No—she could still see those plans through to the end, still do what she had to. But Aedion … Aedion had to come first. Even if he later hated her, even if he spat in her face and called her a traitor and a whore and a lying murderer. Even if he resented what she had done and become, she would save him.

“Consider the tip a favor,” Arobynn said, rising from the bench. “A token of good faith.”

She’d bet there was more—perhaps tied to a certain captain whose warmth lingered in the wooden bench beneath her.

She stood as well, sliding out of the booth. She knew that more spies than Arobynn’s lackeys monitored them—had seen her arrive, wait at the bar, and then head to this banquette. She wondered if her old master knew, too.

Arobynn only smiled at her, taller by a head. And when he reached out, she allowed him to brush his knuckles down her cheek. The calluses on his fingers said enough about how often he still practiced. “I do not expect you to trust me; I do not expect you to love me.”

Only once, during those days of hell and heartbreak, had Arobynn ever said that he loved her in any capacity. She’d been about to leave with Sam, and he had come to her warehouse apartment, begging her to stay, claiming that he was angry with her for leaving and that everything he’d done, every twisted scheme, had been enacted out of spite for her moving out of the Keep. She’d never known in what way he’d meant those three words—I love you—but she’d been inclined to consider them another lie in the days that followed, after Rourke Farran had drugged her and put his filthy hands all over her. After she’d rotted away in that dungeon.

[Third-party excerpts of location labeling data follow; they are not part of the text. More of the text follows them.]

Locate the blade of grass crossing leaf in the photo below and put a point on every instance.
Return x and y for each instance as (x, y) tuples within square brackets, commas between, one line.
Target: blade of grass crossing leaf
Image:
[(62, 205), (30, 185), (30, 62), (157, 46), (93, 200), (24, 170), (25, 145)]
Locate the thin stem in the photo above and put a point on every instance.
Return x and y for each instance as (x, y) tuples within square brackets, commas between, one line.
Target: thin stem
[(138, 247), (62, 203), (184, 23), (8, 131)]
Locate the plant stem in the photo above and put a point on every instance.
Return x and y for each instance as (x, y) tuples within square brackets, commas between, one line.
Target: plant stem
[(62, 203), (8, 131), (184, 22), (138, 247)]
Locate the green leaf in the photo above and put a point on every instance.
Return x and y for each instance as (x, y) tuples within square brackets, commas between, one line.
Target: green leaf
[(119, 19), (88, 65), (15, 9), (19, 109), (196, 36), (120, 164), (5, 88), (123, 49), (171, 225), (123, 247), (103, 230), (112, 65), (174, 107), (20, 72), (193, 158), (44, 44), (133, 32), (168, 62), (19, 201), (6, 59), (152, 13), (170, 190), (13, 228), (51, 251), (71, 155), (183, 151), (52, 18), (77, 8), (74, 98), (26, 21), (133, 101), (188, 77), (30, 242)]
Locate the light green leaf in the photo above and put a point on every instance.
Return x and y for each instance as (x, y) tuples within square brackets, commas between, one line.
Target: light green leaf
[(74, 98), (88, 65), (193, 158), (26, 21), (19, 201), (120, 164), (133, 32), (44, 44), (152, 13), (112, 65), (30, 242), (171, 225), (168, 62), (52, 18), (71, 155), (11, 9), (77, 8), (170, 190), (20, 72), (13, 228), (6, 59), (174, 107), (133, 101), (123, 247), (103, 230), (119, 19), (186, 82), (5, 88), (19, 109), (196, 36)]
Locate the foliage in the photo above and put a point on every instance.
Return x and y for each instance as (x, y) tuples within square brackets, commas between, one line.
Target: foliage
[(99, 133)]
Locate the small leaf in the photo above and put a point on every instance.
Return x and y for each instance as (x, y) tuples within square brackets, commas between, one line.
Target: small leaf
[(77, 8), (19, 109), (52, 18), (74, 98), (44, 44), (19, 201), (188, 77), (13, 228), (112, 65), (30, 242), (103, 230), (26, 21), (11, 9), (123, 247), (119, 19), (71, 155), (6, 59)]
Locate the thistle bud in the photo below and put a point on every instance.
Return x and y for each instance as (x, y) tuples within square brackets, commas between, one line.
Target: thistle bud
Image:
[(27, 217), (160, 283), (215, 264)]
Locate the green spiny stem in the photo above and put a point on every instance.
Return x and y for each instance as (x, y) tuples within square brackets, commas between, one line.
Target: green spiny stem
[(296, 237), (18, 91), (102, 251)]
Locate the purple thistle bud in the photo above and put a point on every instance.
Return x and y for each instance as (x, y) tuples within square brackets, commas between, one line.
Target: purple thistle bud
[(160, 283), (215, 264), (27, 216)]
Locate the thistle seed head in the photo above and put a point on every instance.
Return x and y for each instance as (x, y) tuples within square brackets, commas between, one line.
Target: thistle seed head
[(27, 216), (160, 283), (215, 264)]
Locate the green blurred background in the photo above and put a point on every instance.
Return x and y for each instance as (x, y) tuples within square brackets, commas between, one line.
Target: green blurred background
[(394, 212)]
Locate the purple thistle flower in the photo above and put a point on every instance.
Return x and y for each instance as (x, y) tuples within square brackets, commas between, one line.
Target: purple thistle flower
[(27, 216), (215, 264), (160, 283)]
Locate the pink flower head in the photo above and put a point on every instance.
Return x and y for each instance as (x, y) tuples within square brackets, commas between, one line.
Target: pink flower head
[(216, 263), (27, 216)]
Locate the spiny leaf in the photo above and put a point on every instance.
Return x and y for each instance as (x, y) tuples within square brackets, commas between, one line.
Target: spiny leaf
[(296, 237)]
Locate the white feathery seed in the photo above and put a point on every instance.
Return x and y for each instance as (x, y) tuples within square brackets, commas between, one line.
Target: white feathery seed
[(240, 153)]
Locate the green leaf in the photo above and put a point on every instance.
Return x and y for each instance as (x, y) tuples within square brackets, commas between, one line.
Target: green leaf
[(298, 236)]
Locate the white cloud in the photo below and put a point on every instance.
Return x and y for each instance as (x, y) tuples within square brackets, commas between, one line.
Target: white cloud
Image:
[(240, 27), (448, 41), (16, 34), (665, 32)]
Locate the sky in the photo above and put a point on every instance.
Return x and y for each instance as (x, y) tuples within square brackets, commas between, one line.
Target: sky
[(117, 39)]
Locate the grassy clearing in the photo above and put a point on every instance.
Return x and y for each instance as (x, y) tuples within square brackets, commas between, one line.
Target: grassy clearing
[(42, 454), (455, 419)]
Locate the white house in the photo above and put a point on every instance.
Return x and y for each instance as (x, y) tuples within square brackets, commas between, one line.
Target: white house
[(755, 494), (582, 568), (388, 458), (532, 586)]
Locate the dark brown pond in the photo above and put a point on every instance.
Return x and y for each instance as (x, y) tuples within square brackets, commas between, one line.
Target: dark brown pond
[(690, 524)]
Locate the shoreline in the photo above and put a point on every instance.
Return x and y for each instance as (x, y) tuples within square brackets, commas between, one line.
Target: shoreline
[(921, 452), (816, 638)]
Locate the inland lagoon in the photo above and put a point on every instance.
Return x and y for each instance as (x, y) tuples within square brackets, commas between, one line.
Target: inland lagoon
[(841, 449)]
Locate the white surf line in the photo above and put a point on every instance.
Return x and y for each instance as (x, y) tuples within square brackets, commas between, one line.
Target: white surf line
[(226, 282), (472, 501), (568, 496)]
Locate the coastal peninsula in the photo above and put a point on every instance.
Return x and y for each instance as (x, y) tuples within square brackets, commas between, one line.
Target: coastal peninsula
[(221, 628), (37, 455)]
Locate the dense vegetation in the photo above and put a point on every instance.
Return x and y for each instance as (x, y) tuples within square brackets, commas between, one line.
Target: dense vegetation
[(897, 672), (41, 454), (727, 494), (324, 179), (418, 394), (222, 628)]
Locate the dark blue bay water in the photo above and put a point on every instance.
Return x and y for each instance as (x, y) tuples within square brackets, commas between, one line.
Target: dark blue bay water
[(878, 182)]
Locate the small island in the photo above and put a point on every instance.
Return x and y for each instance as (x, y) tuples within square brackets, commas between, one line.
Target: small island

Arobynn’s eyes softened. “I missed you.”

She stepped out of his reach. “Funny—I was in Rifthold this fall and winter, and you never tried to see me.”

“How could I dare? I thought you’d kill me on sight. But then I got word this evening that you had returned at last—and I hoped you might have changed your mind. You’ll forgive me if my methods of getting you here were … roundabout.”

Another move and countermove, to admit to the how but not the real why. She said, “I have better things to do than care about whether you live or die.”

“Indeed. But you would care a great deal if your beloved Aedion died.” Her heartbeat thundered through her, and she braced herself. Arobynn continued, “My resources are yours. Aedion is in the royal dungeon, guarded day and night. Any help you need, any support—you know where to find me.”

“At what cost?”

Arobynn looked her over once more, and something low in her abdomen twisted at the gaze that was anything but that of a brother or father. “A favor—just one favor.” Warning bells pealed in her head. She’d be better off making a bargain with one of the Valg princes. “There are creatures lurking in my city,” he said. “Creatures who wear the bodies of men like clothing. I want to know what they are.”

Too many threads were now poised to tangle.

She said carefully, “What do you mean?”